# Honda CR-V Acceptable for UberX in Orange County, CA



## Mickeymanp (Apr 9, 2015)

Is a 2013-14 Honda CR-V an acceptable vehicle for UberX and/or UberPlus in Orange County, CA? I'm plan to become a driver and need to buy a used car to replace my 2003 Explorer.


----------



## Moofish (Jun 13, 2014)

It shouldn't be a problem for X, doubt it would be good for Plus, just expect smaller income because of the higher usage of gas.


----------



## zandor (Mar 6, 2015)

A CR-V would usually be pretty nice for pax calling an UberX ride IMHO. Lots of headroom in those compared to the usual Prius, Camry, etc., so comfortable for tall guys. They're not the best for 4 passengers since they're based on the Civic platform and aren't real wide, but good as long as you don't have 3 in the back. When you do pick up 4 pax, well, it's UberX and they're getting more than they paid for so they can squeeze in. The down side is it's not the most efficient UberX ride. It could work for a part timer with a regular job cherry picking busy times, but any sort of SUV is going to lose out on costs to a Prius, etc. if you're trying to make UberX your job. Oh, and get leather if you're driving weekend nights. You don't want to deal with puke on cloth seats. It'll happen eventually.

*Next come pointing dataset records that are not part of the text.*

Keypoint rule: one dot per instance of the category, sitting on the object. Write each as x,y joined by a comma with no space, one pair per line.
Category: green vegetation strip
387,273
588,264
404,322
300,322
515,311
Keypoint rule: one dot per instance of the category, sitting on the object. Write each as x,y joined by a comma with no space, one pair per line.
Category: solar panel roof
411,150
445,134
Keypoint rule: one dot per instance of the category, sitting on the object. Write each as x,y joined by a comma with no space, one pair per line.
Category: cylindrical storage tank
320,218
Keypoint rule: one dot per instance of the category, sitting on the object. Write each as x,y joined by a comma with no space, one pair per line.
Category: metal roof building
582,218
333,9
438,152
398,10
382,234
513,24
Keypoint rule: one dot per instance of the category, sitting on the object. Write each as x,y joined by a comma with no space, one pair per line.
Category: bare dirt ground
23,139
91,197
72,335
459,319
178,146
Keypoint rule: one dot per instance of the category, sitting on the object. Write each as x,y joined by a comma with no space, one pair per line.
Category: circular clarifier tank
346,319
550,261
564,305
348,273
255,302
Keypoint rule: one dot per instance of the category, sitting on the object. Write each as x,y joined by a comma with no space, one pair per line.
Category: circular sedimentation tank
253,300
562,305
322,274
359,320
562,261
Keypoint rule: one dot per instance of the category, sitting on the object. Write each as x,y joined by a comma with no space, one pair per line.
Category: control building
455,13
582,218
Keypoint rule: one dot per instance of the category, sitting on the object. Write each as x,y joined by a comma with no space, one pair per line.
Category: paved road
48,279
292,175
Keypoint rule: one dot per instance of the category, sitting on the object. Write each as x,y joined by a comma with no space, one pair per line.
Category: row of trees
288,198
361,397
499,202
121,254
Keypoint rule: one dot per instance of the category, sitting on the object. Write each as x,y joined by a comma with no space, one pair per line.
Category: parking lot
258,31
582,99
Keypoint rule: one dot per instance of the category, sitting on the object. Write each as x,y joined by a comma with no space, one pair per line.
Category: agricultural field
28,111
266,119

A CR-V won't make the cut for Plus/Select. Uber likes fancy. It may be more comfortable than an Audi S4 at least for taller guys (I'm 6' and hit my head on the roof in the back of those and don't in a CR-V), but the way Uber works if you want a big comfy ride you have to order XL, Black or SUV. Select/Plus could be a small "wannabe" car with a lux badge.


----------



## XUBERX (May 26, 2015)

I do uberx With 07 crv, in nnj and average $14-15 p/h, your hourly pay will go up if you go with a more fuel efficient car, I uber p/t and love my crv so I won't change it.
Highest paid after fees was $511 on 27hrs minus tolls and 2 full tanks my profit was around $400 or $14.80p/h.


----------



## Kingo9 (May 20, 2015)

Mickeymanp said:


> Is a 2013-14 Honda CR-V an acceptable vehicle for UberX and/or UberPlus in Orange County, CA? I'm plan to become a driver and need to buy a used car to replace my 2003 Explorer.


CRV would be a good choice. There are better options, but a CR-V is good. Personally, I'd debate between X & XL, not X & Plus. My buddy does Plus/Select and its between 5-10% of the time that he is getting a 'Select' customer. So most of the time he is giving people a ride in his nice Acura for X prices. Most people are going to get the cheapest option that will hold their group, or go to the top option in Black or SUV. I have yet to read about anyone having great success with "Plus/Select."



XUBERX said:


> I do uberx With 07 crv, in nnj and average $14-15 p/h, your hourly pay will go up if you go with a more fuel efficient car, I uber p/t and love my crv so I won't change it.
> Highest paid after fees was $511 on 27hrs minus tolls and 2 full tanks my profit was around $400 or $14.80p/h.


You need to read this and then some if you think you made almost $15/hr and your only cost was gas. https://uberpeople.net/xfa-blog-entry/how-to-calculate-costs-as-an-uber-driver.23/#comment-482


----------